Ya el martillo filosófico se encargó
de demoler todo vestigio de moral. Los valores que inspiraron épicas
gestas espirituales recibieron la maldición del olvido, veneno de
larga duración con graves efectos post mortem.
Hace casi un milenio que con la
fiereza del león, Urbano II decretaría “Dieu le veut”, lanzando
con un grito perenne las saetas espirituales de occidente, los más
valerosos guerreros de Europa la vieja, espadas se abalanzaban por
una conquista metafísica.
¿No es acaso el cruzado, el ser más
glorioso de entre los dadores de muerte? Renuncia sin impedimento
alguno al cómo dominio material para embarcarse en una pugna cuyos
fines últimos trascienden épocas y vidas.
Quien arriesga su existencia por
beneficios materiales, obtiene la retribución gozosa de la paz, pero
quien sea capaz de entregar su vida por una causa metafísica,
forjará con su espíritu un legado verdaderamente inmortal.

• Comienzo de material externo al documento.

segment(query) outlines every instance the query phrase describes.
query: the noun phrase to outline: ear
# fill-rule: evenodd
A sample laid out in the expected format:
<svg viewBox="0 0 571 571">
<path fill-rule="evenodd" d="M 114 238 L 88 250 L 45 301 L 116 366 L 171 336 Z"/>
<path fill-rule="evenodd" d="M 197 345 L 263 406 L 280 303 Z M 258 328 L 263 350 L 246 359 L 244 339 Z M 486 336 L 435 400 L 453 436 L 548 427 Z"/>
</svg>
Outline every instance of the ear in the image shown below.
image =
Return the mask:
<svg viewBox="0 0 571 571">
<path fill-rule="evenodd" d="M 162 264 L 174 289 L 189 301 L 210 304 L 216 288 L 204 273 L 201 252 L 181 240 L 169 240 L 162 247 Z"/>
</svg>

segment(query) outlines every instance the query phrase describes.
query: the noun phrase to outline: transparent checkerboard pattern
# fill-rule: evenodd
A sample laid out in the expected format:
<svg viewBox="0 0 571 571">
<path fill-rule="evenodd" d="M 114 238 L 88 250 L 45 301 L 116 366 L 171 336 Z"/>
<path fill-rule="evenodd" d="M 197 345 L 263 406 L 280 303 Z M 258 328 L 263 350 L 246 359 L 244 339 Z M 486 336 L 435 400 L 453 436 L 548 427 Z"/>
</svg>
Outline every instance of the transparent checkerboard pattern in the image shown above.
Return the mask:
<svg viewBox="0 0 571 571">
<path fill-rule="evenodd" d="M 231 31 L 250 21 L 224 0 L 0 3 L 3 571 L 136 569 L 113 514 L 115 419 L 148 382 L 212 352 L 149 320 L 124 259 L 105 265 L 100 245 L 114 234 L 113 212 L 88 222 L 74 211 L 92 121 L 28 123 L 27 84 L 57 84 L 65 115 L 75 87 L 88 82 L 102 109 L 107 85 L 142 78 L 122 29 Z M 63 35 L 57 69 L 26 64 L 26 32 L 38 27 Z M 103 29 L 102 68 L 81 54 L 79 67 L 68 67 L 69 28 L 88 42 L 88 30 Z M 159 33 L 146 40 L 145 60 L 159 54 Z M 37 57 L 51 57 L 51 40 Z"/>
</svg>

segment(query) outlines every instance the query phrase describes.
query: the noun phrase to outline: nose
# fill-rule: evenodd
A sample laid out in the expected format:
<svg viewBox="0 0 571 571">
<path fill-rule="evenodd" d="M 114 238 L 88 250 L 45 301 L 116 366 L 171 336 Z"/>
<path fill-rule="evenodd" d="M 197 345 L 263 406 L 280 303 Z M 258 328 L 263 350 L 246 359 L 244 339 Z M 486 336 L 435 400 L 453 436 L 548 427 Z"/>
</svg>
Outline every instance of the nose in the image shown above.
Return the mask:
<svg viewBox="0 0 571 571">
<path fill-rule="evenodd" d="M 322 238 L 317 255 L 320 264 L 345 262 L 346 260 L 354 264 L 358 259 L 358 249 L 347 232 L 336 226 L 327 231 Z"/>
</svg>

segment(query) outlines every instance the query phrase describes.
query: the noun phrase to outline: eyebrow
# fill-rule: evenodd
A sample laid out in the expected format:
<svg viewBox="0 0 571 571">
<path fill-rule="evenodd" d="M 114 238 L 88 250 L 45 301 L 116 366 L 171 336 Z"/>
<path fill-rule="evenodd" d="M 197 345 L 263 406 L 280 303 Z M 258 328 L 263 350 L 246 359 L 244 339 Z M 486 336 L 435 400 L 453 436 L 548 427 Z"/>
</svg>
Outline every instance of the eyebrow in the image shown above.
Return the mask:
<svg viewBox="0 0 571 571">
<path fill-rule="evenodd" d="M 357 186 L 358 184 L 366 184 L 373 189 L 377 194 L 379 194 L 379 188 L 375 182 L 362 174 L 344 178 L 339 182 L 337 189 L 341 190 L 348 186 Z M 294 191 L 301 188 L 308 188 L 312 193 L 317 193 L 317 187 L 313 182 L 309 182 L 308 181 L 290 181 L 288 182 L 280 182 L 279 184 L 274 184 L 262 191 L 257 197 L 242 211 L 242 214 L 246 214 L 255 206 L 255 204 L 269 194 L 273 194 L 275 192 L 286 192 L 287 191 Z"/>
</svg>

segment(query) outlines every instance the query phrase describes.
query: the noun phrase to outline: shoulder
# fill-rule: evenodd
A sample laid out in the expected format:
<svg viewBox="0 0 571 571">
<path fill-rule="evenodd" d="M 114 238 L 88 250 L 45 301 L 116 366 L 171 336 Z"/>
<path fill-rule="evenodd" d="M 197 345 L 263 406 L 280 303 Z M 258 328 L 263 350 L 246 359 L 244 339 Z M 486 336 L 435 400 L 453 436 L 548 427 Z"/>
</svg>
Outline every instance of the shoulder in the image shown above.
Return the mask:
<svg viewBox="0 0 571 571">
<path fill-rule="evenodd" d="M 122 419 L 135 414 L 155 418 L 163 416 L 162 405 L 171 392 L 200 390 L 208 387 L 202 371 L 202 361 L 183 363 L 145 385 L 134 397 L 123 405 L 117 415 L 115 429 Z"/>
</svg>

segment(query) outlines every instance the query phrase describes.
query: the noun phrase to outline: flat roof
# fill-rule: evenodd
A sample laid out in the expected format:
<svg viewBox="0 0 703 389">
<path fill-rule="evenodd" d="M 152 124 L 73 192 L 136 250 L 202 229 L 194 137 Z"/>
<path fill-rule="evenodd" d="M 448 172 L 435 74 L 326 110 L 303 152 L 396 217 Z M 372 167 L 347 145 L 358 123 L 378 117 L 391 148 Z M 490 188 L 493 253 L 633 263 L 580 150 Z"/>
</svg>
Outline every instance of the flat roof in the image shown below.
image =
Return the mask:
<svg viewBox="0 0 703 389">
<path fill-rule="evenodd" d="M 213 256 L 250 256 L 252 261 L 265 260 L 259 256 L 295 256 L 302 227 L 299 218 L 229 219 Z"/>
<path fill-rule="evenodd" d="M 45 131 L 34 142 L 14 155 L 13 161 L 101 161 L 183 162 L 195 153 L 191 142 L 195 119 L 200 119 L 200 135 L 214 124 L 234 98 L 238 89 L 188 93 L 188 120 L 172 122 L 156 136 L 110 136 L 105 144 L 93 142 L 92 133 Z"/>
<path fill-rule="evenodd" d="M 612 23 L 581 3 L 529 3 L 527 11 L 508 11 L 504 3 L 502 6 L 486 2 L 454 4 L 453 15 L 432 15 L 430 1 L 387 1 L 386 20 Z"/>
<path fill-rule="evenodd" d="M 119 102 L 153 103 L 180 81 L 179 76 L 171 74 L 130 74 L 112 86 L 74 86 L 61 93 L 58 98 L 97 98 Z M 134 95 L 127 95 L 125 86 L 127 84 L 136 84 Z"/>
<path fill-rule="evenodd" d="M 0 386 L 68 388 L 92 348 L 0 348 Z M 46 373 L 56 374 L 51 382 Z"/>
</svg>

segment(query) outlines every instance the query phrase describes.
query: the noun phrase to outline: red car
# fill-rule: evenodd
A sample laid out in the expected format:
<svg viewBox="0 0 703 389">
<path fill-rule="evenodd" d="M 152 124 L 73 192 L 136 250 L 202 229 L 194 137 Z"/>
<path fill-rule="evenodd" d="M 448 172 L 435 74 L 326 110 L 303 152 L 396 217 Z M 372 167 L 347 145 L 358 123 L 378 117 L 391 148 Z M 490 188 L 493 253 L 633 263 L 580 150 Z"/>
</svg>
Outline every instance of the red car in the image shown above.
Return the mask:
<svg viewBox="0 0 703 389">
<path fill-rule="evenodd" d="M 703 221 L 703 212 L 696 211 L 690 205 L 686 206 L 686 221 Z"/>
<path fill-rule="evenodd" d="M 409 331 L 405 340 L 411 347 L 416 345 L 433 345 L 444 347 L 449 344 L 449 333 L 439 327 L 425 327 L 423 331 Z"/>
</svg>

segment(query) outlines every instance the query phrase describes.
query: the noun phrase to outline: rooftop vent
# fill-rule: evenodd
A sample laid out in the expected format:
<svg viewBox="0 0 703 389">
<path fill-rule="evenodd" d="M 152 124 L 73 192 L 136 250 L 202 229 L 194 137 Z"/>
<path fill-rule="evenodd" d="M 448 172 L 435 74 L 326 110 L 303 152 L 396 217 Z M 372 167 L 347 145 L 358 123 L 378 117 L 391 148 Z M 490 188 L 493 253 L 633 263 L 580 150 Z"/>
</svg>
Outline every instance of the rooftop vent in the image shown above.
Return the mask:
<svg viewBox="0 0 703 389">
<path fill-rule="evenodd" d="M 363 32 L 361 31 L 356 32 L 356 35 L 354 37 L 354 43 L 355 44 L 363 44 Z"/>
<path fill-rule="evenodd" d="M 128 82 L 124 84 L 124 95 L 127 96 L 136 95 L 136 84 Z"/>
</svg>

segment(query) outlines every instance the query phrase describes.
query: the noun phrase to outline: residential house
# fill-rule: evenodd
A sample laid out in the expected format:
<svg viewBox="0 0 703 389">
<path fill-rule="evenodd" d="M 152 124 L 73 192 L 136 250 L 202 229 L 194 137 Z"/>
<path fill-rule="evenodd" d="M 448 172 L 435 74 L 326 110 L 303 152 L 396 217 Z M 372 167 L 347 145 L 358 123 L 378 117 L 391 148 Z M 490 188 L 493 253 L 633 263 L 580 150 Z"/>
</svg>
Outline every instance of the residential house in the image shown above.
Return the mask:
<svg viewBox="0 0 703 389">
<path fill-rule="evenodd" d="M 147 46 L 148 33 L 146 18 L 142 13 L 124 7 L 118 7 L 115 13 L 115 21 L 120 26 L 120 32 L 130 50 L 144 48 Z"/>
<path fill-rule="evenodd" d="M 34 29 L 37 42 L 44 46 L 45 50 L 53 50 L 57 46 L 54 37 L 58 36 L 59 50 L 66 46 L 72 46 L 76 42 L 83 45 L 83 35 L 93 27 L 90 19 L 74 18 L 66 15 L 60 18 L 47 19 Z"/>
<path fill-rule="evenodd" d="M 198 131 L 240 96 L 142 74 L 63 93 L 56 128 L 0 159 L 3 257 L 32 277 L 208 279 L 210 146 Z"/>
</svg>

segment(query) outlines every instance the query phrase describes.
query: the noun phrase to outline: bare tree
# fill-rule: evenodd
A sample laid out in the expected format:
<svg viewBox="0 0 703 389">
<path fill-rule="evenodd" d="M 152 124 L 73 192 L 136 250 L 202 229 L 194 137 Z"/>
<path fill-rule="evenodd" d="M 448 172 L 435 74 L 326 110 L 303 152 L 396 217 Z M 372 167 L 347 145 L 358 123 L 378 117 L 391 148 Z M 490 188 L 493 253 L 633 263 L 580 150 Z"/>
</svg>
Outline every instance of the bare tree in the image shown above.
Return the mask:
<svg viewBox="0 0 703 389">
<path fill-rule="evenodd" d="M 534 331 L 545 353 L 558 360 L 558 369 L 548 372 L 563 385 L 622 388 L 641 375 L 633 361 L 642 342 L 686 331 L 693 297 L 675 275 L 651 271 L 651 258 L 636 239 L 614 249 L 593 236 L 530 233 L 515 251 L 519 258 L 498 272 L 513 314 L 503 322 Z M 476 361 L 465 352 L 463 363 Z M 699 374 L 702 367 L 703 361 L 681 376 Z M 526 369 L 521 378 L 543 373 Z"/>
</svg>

Más allá de las connotaciones
políticas que hicieron posible la existencia de las cruzadas, y
vislumbrando un panorama aún más elevado que obvie los intereses
materiales que en su momento tuvo el clero y la nobleza, nuestro
deber es rescatar y asumir la responsabilidad de honorificar como
arquetipo de vencedor al cruzado, cuyo afán de obtener frutos
espirituales de sus pugnas materiales coloca a su existencia en un
plano que trasciende el tiempo.
Es el cruzado un profeta de la
Voluntad de Poder, una catequesis ambulante cuyas enseñanzas son
impartidas por la acción en lugar del verbo. La cruzada es la
cúspide olímpica de la acción, la forja que endurece al alma
penitente y le convierte en una sublime espada, gracias al calor de
la batalla y a los golpes constantes de aquél sabio herrero cuyo
sutil martillo llamaremos “embates del destino”.
Bendita sea la calamidad, porque en su
seno se haya el néctar de la fortaleza.